I was recently diagnosed with Bipolar Disorder. With the benefit of hindsight, I saw this coming. I will preface this with saying that I have not researched the disorder, which is entirely intentional. I didn't want anything to shape my behavior. I didn't want to plant the seed and then either convince myself I did or didn't have the disorder. Instead, I have decided to share what I am experiencing as I experience it. No filters. No bullshit. Nothing but objective data and shared experiences.

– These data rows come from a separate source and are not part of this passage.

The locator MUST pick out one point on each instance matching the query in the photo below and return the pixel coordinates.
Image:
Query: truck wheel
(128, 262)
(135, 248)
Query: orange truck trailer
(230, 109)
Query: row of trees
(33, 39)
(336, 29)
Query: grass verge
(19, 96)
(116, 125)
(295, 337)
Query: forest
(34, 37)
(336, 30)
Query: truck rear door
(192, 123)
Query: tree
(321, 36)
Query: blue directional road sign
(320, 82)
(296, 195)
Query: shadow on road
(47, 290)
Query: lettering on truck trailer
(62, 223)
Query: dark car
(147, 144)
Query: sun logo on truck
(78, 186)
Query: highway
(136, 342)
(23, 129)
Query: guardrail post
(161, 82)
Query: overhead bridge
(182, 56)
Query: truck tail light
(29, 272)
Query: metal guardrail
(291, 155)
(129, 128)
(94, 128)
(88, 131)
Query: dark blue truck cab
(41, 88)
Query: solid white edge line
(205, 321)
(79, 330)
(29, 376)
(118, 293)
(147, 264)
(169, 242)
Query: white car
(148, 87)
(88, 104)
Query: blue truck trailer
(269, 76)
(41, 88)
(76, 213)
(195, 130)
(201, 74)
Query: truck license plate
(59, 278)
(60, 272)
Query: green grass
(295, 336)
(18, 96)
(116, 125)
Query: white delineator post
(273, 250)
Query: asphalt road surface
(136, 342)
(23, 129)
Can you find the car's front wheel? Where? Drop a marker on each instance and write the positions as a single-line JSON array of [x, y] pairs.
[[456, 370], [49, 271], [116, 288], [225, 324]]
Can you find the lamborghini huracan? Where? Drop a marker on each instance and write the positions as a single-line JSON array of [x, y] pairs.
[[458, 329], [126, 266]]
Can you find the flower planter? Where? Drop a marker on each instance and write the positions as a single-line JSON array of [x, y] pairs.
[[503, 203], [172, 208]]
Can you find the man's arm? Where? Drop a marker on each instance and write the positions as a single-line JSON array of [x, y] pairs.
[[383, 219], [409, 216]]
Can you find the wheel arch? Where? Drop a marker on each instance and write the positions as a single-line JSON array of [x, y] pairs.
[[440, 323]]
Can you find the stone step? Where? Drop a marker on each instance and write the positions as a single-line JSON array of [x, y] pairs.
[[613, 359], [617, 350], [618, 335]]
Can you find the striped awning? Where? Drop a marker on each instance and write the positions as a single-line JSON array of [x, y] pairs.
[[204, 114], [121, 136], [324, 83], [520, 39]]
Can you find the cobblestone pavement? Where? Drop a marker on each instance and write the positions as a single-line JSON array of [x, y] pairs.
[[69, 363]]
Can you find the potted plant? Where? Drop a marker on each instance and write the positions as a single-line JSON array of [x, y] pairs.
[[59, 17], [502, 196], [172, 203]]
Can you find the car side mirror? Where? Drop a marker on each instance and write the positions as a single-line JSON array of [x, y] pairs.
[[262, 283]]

At first, I noticed wild mood swings from extreme highs to debilitating lows. I initially thought I was just working through a bout of depression. Then, I starting keeping an audio journal and really analyzing my past behavior. I also starting talking to people about what it's like to be around me and talk to me. They noted very distinct behavior patterns, changes in my body language, changes in my level of engagement, and varying degrees of predictability. I noticed some of these changes when I started going back through my internal catalogue of clear mood swings (or at least what I perceived as mood swings).
The highs used to be incredible. They were something I looked forward to. I thought I was operating on a higher level during the highs. I felt like I was processing more information when in fact, I was stuck in an infinite loop. I would keep cycling through the same ideas and thoughts without reaching a conclusion. I could only settle on a certain thought or idea for a few minutes if I was lucky. Up until about six months ago, I could see the highs coming. I could predict them with about 95% accuracy within a day or two. I could feel a shift in my thinking. I would notice that I couldn't keep or even make eye contact with people (it would distract me from thinking about everything in my head). I could feel that I wanted to do 100 things at once. I would be mentally exhausted by the end of the day but I couldn't sleep more than a couple hours a night. My brain was stuck in that infinite loop until my body just decided it had enough.

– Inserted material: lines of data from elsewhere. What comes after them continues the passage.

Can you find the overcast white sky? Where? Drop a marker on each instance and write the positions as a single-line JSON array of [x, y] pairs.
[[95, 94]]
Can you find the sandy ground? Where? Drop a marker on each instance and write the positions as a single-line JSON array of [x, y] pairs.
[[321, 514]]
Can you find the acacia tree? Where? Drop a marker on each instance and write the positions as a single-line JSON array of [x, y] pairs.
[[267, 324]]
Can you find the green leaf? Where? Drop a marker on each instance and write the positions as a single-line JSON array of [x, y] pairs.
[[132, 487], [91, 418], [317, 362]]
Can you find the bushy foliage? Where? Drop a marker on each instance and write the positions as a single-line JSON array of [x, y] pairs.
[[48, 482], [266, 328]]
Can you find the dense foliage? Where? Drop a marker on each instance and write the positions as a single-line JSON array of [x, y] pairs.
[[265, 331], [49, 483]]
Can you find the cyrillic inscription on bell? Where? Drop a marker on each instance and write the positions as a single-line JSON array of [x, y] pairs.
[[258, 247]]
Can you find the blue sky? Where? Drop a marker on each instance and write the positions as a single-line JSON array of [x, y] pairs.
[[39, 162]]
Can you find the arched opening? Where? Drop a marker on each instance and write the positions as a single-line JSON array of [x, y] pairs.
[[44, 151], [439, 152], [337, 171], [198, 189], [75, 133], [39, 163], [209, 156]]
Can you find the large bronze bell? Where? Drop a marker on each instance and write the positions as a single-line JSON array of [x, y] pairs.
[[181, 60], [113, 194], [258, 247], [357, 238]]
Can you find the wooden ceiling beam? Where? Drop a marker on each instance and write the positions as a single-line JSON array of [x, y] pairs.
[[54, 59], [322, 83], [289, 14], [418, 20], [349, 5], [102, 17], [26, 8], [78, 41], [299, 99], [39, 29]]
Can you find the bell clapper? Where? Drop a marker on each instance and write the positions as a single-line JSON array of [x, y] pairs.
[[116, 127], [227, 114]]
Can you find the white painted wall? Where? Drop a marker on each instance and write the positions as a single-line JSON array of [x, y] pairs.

I recall having these highs over the last 20 years since a severe head injury. They increased over time in frequency, duration, and intensity. They reached a point at the end of April this year that I could no longer predict when they would happen and how long they would last. That didn't convince me it was time to get help. I thought I could still manage them whenever they came. In my mind, they weren't a bad thing. I figured I had been through worse and I didn't need help. More importantly (at least in my head), I didn't want to be labeled or have to go on medication for the rest of my life. I didn't want to become a pill popping robot or mindless zombie.

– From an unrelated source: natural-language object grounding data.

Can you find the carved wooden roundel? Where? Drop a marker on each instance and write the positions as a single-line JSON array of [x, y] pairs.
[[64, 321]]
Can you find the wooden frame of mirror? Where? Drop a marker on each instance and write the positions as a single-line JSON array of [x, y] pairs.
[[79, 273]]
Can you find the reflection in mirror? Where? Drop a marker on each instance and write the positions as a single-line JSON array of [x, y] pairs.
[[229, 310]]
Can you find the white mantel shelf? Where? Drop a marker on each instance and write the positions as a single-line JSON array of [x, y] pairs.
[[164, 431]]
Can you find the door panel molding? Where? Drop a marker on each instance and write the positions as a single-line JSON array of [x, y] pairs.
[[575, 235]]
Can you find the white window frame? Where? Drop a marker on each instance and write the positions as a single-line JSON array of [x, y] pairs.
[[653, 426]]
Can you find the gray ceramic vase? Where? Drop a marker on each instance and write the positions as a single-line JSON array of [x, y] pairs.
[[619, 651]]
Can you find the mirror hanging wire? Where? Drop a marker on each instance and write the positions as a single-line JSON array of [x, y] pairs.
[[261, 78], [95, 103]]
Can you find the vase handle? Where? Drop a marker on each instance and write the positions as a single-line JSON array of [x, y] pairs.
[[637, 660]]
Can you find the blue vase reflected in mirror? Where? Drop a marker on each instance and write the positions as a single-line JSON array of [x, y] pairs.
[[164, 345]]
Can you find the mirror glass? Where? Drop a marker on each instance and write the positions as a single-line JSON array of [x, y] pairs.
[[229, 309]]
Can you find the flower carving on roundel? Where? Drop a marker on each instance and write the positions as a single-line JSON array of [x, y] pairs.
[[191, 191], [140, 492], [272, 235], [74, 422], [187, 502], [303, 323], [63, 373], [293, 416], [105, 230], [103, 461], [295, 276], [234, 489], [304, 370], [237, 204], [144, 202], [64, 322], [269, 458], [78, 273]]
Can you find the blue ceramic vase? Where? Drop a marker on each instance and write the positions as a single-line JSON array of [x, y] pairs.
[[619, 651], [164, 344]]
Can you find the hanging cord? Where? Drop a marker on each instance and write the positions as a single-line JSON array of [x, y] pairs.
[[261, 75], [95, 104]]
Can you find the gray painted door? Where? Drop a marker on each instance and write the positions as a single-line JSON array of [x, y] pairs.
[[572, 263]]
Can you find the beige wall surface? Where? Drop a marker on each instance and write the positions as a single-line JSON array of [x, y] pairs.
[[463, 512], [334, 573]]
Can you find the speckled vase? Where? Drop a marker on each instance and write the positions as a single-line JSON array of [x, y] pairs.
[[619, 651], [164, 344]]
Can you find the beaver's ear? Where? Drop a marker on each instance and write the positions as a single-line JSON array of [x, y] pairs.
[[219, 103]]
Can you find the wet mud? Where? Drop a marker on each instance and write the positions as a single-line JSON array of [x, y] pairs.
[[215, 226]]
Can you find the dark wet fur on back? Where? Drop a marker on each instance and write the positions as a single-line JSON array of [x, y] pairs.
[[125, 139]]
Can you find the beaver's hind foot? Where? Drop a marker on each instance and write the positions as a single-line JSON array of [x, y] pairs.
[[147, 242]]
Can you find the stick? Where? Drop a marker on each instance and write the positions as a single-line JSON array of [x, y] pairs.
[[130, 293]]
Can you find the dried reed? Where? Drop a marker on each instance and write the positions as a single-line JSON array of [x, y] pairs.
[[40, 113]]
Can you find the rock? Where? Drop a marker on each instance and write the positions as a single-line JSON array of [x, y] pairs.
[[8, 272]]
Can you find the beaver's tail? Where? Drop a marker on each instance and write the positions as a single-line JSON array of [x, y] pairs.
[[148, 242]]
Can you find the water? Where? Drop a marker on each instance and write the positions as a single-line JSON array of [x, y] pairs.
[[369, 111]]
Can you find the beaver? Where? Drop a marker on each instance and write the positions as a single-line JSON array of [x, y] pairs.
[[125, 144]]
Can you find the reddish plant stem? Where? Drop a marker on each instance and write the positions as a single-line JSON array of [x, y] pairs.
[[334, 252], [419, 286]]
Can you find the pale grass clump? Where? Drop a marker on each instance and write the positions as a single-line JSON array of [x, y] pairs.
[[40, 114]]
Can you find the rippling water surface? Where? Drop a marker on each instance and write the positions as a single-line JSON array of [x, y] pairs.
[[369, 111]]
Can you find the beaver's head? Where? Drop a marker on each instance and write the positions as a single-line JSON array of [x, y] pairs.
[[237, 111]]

The lows were usually brief and pretty manageable because they didn't typically lead to me staying in bed with my head buried under the blankets. That changed in May after a high. The shift to low was immediate. I usually had a couple days to come down and prepare for the low that I knew was coming. There was no such luck in May. I didn't want to be seen or heard. I didn't want to talk to anyone. I didn't want to interact with anyone. All I wanted to do was survive the day. I kept thinking that tomorrow will be better. I'll wake up and it will all be better. Then, it wasn't. The days kept stringing together. They kept getting longer and more difficult to navigate. Surviving was the only thing I could think about. I knew another high was coming eventually. I always got by knowing that another high was around the corner. I lived for those highs. I needed them like I once needed alcohol. I needed them like it was a drug I couldn't live without. Three days become five. Five became eight. Eight became ten. I was spiraling and I couldn't see the bottom. Was I at the bottom? Did this go deeper? Would I get out? Could I get out? If so, how and when? The only thought was to survive the day until the next high came.